Friday, January 2, 2015

The Year of Healthy Connections

For the past three years, I have named the upcoming year--sometimes as a way to remind myself of important concepts and sometimes to establish a goal for the new year.  I began the practice in 2012 and named the year "Never Alone 2012" as a reminder that though my marriage was ending, I would never be alone because God was with me.  In 2013, after hearing God whisper, "Will you trust me to be your provider?" I named the year Provision and He did provide for me in ways that I could not begin to fathom at the beginning of the year.

In 2014, I chose three words as indicators of my goals for the year:  Transform, Delight and Prosper.  I certainly have met with surprising success (i.e. prosperity) professionally during the past twelve months and am learning to delight in the unique ways that my Creator formed me, which includes embracing my physical beauty (gasp, blush!).  The year has unfolded in many unexpected ways, however, and one of the biggest surprises was that transformation does not come without pain and discomfort.

In many ways, 2014 has rivaled 2012 in terms of personal pain and loss.  Indeed, the definition of transformation describes a "thorough or dramatic change, a metamorphosis, overhaul, remodel or reworking of the form, appearance or characteristic of a person or thing."  Relationships that I held dear have not survived my own personal transformation.  One of the notions that I am embracing is that transformation and growth will bring pushback from systems that thrive on homeostasis.  And this pushback can and often does result in broken connections.

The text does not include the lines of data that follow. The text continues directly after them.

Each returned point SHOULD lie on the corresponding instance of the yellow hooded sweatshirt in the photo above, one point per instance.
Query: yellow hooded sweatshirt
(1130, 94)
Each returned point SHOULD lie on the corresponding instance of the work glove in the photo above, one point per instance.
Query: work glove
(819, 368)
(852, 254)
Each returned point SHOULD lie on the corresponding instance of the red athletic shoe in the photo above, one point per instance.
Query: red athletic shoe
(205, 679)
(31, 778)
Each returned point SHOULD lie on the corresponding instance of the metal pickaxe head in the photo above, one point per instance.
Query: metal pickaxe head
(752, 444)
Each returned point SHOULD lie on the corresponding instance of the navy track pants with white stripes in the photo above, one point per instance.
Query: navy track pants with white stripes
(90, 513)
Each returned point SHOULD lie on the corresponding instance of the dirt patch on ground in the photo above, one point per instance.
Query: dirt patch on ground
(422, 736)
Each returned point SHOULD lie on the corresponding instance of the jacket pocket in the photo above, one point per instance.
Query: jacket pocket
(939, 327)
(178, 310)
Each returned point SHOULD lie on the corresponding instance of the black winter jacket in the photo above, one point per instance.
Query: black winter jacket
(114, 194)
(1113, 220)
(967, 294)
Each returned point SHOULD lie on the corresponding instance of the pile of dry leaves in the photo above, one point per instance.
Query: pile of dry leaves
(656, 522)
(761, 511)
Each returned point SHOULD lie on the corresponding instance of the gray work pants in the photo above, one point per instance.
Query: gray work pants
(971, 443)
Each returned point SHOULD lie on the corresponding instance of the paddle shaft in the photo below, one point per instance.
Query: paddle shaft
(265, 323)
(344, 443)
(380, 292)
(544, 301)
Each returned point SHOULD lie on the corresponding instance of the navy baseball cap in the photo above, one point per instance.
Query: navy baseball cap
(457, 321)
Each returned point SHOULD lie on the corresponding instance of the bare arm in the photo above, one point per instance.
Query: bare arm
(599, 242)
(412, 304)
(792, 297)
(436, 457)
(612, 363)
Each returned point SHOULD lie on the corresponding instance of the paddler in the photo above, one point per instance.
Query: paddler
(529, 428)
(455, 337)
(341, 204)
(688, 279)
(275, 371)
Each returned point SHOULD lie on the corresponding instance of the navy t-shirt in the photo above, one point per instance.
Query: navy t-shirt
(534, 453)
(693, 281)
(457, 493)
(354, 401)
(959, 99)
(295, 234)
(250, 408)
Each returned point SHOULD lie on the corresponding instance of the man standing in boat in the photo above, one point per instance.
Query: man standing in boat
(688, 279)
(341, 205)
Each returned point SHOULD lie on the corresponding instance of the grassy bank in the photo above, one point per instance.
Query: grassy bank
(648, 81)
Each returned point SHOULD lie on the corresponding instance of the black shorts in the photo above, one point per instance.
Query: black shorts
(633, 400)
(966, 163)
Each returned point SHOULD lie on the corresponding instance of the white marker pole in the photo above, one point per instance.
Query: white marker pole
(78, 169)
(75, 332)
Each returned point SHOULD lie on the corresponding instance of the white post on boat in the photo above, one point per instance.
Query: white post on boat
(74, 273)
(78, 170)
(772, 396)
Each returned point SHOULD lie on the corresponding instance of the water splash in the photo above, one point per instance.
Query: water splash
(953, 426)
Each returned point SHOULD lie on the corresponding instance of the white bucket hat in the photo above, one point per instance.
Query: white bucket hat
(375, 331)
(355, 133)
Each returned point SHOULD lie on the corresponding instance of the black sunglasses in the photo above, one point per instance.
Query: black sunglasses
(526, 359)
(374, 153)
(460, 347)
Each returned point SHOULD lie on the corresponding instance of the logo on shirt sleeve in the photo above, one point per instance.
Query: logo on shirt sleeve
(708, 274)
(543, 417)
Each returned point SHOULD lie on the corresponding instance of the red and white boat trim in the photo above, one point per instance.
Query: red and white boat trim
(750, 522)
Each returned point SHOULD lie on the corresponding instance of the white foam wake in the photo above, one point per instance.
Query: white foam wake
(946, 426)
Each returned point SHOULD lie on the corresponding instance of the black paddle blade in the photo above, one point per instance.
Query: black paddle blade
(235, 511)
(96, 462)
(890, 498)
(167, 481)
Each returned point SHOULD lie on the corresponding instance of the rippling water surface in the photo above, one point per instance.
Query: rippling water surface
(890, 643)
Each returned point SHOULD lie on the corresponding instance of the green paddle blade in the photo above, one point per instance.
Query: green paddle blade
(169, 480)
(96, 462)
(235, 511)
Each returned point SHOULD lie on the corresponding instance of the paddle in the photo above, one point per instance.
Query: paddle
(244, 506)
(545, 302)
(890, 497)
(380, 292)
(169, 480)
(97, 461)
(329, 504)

So 2015 will be the "Year of Healthy Connections."  According to shame researcher Dr. Brene Brown, "Belonging (i.e. connection) is the innate human desire to be part of something larger than us.  Because this yearning is so primal, we often try to acquire it by fitting in and by seeking approval, which are not only hollow substitutes for belonging, but often barriers to it."  She goes on to emphasize that "true belonging only happens when we present our authentic, imperfect selves to the world, our sense of belonging can never be greater than our level of self-acceptance. (Brown, Daring Greatly).  So healthy connections begins with self-acceptance and eschewing approval-seeking behaviors.

Additionally, Dr. Brown writes that "Living a connected life ultimately is about setting boundaries, spending less time and energy hustling and winning over people who don't matter and seeing the value of working on cultivating connection with family and close friends."  I would add that sometimes it is impossible to build healthy connections with our biological family so we work to create a family of choice as a substitute.

Healthy connections will require:
  • Stepping out of my comfort zone and daring to trust and engage with others.
  • Continuing to work on self-acceptance.
  • Being aware of approval-seeking behavior (my default setting) and work to stop it.
  • Maintaining good boundaires.
  • Showing up and allowing my authentic self to be seen.
"Out with the old; in with the new" is a mantra often heard this time of year.  A new year offers a fresh start, not a "do-over" necessarily but a new opportunity to do things differently.  We replace the old calendar with a new one and we can aim to replace old, hurtful behaviors/relationships with new healthier ones.  In establishing healthier connections, it will be important to remember this final reminder from Dr. Brown:  "Don't try to win over the haters; you are not a jackass whisperer." Amen!